I've also had to work with some Japanese encoding that starts every character with a 0xE3 and is three bytes long.
That's surely UTF-8. Sequence 0xE3 0x... 0x... would result in a character between U+3000 and U+4000, which is where the hiragana/katakana live.
It displays on my computer properly if I choose the Japanese locale in Windows, however, it doesn't display properly in our application.
Then chances are your application is is one of the regrettable horde of non-Unicode-compliant apps, still using ‘A’(*) versions of the Win32 interfaces inside of the ‘W’-suffixed ones. Whether you can read in the string according to its real encoding is moot: a non-Unicode-compliant app will never be able to display an East Asian ideograph on a Western locale.

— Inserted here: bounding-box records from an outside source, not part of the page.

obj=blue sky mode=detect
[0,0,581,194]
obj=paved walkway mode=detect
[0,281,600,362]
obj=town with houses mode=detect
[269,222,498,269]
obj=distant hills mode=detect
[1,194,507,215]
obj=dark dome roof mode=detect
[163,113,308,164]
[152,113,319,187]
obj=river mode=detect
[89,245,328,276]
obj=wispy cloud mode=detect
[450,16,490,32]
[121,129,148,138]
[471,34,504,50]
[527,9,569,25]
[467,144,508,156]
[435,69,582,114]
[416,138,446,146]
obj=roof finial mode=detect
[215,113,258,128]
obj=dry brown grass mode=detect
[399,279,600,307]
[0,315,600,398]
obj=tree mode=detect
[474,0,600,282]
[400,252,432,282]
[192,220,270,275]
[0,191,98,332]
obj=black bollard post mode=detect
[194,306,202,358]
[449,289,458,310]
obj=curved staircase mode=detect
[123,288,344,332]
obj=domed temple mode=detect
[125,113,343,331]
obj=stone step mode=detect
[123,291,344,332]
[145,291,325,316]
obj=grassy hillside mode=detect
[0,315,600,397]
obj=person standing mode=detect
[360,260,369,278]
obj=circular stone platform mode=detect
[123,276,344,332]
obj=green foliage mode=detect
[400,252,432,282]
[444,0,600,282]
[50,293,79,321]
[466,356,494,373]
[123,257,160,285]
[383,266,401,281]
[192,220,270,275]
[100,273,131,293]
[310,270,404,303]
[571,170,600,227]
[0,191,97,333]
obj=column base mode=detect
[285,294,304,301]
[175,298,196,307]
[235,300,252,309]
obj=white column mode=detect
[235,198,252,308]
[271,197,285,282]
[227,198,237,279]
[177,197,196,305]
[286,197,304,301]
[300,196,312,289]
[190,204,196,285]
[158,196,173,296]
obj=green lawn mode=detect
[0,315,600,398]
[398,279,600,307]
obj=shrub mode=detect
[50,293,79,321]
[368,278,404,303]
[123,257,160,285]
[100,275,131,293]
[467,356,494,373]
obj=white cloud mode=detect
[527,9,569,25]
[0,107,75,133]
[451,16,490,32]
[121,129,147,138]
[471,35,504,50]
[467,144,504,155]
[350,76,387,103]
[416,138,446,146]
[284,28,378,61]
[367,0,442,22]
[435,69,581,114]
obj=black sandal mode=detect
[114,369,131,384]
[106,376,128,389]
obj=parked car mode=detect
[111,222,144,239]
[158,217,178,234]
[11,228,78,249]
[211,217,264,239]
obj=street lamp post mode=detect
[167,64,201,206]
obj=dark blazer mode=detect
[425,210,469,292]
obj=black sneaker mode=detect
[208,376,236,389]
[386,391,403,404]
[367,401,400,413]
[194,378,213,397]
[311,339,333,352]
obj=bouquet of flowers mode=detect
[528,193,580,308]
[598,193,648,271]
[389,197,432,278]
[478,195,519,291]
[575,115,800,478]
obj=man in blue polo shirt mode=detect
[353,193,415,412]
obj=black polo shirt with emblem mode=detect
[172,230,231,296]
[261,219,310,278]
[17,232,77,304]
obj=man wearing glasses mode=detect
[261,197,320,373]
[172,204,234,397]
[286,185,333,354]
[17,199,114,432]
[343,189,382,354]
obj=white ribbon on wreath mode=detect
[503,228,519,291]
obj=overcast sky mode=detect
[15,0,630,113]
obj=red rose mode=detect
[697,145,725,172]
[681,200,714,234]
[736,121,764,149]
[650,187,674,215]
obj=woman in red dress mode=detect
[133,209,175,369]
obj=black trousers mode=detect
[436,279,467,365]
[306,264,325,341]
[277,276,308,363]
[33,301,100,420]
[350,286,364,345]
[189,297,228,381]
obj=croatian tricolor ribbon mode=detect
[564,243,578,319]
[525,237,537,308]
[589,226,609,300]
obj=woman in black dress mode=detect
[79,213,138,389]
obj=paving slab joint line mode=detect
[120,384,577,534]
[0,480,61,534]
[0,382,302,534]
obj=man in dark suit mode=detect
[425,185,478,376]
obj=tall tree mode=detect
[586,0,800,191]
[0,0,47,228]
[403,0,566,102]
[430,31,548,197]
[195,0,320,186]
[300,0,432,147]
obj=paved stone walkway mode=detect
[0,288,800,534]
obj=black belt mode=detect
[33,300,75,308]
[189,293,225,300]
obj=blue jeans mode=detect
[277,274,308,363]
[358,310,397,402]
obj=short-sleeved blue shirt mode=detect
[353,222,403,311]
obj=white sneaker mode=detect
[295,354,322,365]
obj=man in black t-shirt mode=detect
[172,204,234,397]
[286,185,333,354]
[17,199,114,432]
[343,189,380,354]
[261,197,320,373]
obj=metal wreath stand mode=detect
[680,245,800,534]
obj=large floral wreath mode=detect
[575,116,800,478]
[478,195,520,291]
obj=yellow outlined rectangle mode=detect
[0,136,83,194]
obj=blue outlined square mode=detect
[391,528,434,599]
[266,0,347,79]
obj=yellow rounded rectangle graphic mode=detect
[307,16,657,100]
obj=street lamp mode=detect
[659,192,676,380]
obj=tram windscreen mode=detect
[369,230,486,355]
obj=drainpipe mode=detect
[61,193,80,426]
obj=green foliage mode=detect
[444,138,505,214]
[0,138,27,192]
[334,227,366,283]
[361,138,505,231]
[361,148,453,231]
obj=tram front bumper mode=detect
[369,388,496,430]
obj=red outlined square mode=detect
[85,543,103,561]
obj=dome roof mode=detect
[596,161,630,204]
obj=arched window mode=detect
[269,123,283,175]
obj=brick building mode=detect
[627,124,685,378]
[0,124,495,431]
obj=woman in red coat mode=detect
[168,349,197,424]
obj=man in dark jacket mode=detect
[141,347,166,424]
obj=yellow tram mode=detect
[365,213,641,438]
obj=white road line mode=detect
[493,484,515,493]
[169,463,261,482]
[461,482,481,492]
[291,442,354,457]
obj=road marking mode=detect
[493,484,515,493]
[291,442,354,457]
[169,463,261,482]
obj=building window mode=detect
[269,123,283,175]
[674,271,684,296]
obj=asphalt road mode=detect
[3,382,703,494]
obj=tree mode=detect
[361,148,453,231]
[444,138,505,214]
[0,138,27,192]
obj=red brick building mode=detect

(*: named for “ANSI”, which is Windows's misleading term for “whatever the system codepage is set to at the moment”. That's why changing your locale affected it.)
ETA(2):
OK, cracked it. It's not any standardised encoding I've met before, but it's relatively easy to decipher if you assume the premise that Unicode code points are being encoded.
0x00-0x7E: plain ASCII
0x7F A B C: Unicode character
The character encoded in a Unicode escape can be calculated by taking the index in a key string of A, B and C and adding together:
A*0x1000 + B*0x40 + C
That is, it's a base-64 character set, but it's not the usual Base64 standard. A little experimentation gives a key string of:
.0123456789ABCDEFGHIJKLMNOPQRSTUVWXYZ_abcdefghijklmnopqrstuvwxyz
The ‘.’ and ‘_’ characters are guesses, since none of the characters you posted uses them. We'd need more data to find out the exact string.
So, for example:
0x7F 3 u g
A=4 B=58 C=44
4*0x1000 + 58*0x40 + 44 = 0x4EAC
U+4EAC = 京
ETA(3):
Yeah, it should be easy to create a native Unicode string by sucking out each code point manually and joining as a character. Not quite sure what's available on whatever platform you're using, but any Unicode-capable platform should be able to make a string from codepoints simply (and hopefully without having to manually re-encode to UTF-16LE bytes).
I figured it must be Unicode codepoints by noticing that the three example characters had first escape-characters in the same general range, and in the same numerical order as their Unicode codepoints. The other two characters seemed to change randomly, so it was very likely a big-endian encoding of the code point, and probably a base-64 encoding as 6 is as many bits as you can get out of readable ASCII.
Standard Base64 itself starts with letters, which would put something starting with a number too far up to be in the Basic Multilingual Plane. So I started guessing with ‘0123456789ABCDEFG...’ which would be the other obvious choice of key string. That got resulting numbers that were close to the code points for the given characters, but a bit too low. Inserting an extra character at the start of the key string (so digit ‘0’ doesn't map to number 0) got one of the characters right and the other two very close; the one that was right had no lower-case letters, so to change only the lower-case letters I inserted another character between the upper and lower cases. This came up with the right numbers.
It's not guaranteed that this is actually right, but (apart from the arbitrary choice of inserted characters) it's very likely to be it.
You might want to look at chinese character encoding page on Wikipedia. The only encoding in there that I can see that is always 4 bytes is UTF-32.
GB 18030 is the current standard Chinese character set, but it can be 1 to 4 bytes long.
Try chardet. It does a good job of guessing the character encoding of a string of bytes.
Are Unicode and UTF-8 the same?
No. UTF-8 is just one way to represent Unicode characters as a sequence of bytes. Unicode is the full standard, assigning numeric and human-readable identifiers to each character, as well as lots of metadata about the characters.
It might be a valid unicode encoding, such as a utf-8 or UTF16 surrogate pair.
Yes, the Chinese one is UTF-8, a implementation (encoding) of Unicode.
The UTF-8 is 1 byte long for ASCII characters and up to 4 bytes for others.